Dismay of Confindustria President over Conte’s plans

President Confindustria, Carlo Bonomi PHOTO CREDIT: Gianfranco Nitti

ROME – Carlo Bonomi, President of the General Confederation of Italian Industry (Confindustria), expressed his disappointment with Italian Prime Minister Giuseppe Conte’s State General summit held at the Villa Pamphili, in what was his first virtual meeting with foreign press since becoming Confindustria president. 

  During the press conference on June 13, Bonomi criticized Conte’s lack of plans for Italy’s ‘restart’ post-Covid-19 lockdown, and said he expected a detailed plan with a timescale and the expected effects on GDP, however “none was in sight.” 

  Bonomi took the opportunity to present his own ‘Italy 2030’ industrial plan, stating: "We believe in it, we do not give up, and we will strive for the country to express its best as, in spite of the shortage of raw materials, it has the potential to be a great transformative country; the second exporter after Germany”

  According to his estimates, the damage caused by the pandemic can be calculated at 180 billion euros, 110 billion euors of which will be in the tourism sector, an industry that has been heavily affected. To account for this, “we need to be able to create relationships between institutions and social partners such that allowed Germany - after 21 hours of discussion –  to set up a package of 120 billion euros to revive the economy."

  Bonomi also mentioned the unresolved employment and management situations of Alitalia and Ilva, before mentioning the crisis in the automotive supply chain sector, with heavy delays caused by intrusive bureaucracy and Italy’s difficulties in developing digital capabilities that have placed it behind other western countries.
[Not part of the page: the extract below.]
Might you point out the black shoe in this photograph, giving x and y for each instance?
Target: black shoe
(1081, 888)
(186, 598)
  As evidenced by the recent DESI 2020 report published by European Commission, Bonomi commented that broadband will never be used if it requires approximately 5000 authorizations just to build it and maintain it.

  Bonomi continued by stating that he was concerned about the potential economic situation once the emergency regulations expire.

  As for public spending and the debt crisis, Bonomi welcomed it if it made for productive investments, however, if it was only for current expenditures, Confidustria would not be able to support it.